2022 soll das Jahr der überfälligen Haushaltskonsolidierung sein. 2023 ist Kommunalwahl. In welchem Maß und wo wird Ihre Fraktion dem Bürger trotzdem die unpopulären Einschnitte und Mehrbelastungen zumuten?

Wir haben uns dafür stark gemacht, dass über einzelne Maßnahmen erst entschieden wird, wenn die im Konzept zur Haushaltskonsolidierung von der Verwaltung vorgeschlagenen Maßnahmen bis zum September überarbeitet und dann als Gesamtpaket entscheidungsreif vorgelegt werden. Nur so kann eine sachgerechte Abwägung getroffen werden. Alle müssen in einer Gesamtschau beurteilen können, dass beispielsweise der Verzicht auf eine Leistungsreduzierung an einer Stelle an anderer Stelle dann gegebenenfalls zum totalen Wegfall einer Leistung führen muss.
Auch die Politik ist gefordert, über die bisherigen Vorschläge hinaus weitere Ideen zu entwickeln. Zudem erwarten wir aus dem noch nicht abschließend besprochenen Bericht des Landesrechnungshofes weitere Lösungsansätze. Die WSI wird darauf achten, dass gerade die Schwachen unserer Gesellschaft nicht die am stärksten von Einsparungen oder Mehrbelastungen betroffene Gruppe sein wird.

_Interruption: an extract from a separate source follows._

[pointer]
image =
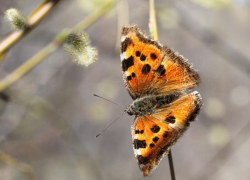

Schulbau ist in Wedel offensichtlich ein Fass ohne Boden. Was können und müssen Politik und Verwaltung hier besser machen?

Gut ausgestattete Schulen in einem guten baulichen Zustand sind für uns sehr wichtig. Allerdings ist nicht jede vermeintliche „Idealschule“ für eine finanziell angeschlagene Stadt bezahlbar. 
Zumal sich die Vorstellungen, was „ideal“ ist, gerade im pädagogischen Bereich erfahrungsgemäß schnell ändern. Zudem sollten Umplanungen nach Baubeginn so weit wie möglich vermieden werden.
Politik und Verwaltung müssen mutiger werden, wenn es darum geht, dass die Ablehnung von besonderen Wünschen an Ausstattungen, Raumflächen et cetera angesichts der städtischen Gesamtsituation in vielen Fällen nicht zu vermeiden sein wird. Gute Schulgebäude sind wichtig, aber gute Schule insgesamt ist weitaus mehr.

Die notwendige Sanierung der Finanzen einmal ausgenommen: Was nimmt Ihre Fraktion 2022 besonders in den Fokus?

Die Antwort wird niemand wundern. Natürlich Wedel Nord. Immer mehr Menschen in Wedel verstehen, dass das Projekt eine falsche Stadtentwicklung bewirken würde. Wedel Nord führt nämlich auch dazu, dass die bereits jetzt zum Teil schlechte Infrastruktur unserer Stadt zugunsten eines Prestigeobjektes weiterhin vernachlässigt werden muss. 
Gemeinsam mit interessierten Bürgerinnen und Bürgern wollen wir weiter daran arbeiten, dass der in ökologischer, verkehrspolitischer und finanzieller Sicht falsche Weg für unsere Stadt beendet wird. Hierzu wird es bald die ersten Treffen mit Menschen geben, die uns ihre Unterstützung angeboten haben.
Vielleicht gelingt es uns, die nächste Kommunalwahl zu einer Abstimmung über Wedel Nord zu machen. Wer sich mit zeitgemäßer Stadtentwicklung beschäftigt, wird unsere Argumente teilen. Ein weiterer Fokus: Auch sonstige neue Projekte werden wir nicht unterstützen, solange die begonnenen Großmaßnahmen wie zum Beispiel der Hafen nicht erfolgreich zu Ende gebracht sind.

Corona hat das komplette vergangene Jahr überschattet: Was lief gut, was müssen Verwaltung und Politik besser machen, um der Pandemie auf lokaler Ebene zu begegnen?

Da die Entscheidungen zu Corona nahezu ausschließlich auf Bundes- und Landesebene getroffen werden, lieber das hierzu: Lasst Euch impfen, zeigt durch Euer Alltagsverhalten, dass Euch klar ist, wie gefährlich die Krankheit ist. Wedel hat es bisher gut gemacht und den Corona-Leugnern die kalte Schulter gezeigt. Die Weltoffenheit unserer Stadt, auf die wir stolz sein können, zeigt sich auch darin, dieser Krankheit solidarisch entschieden entgegen.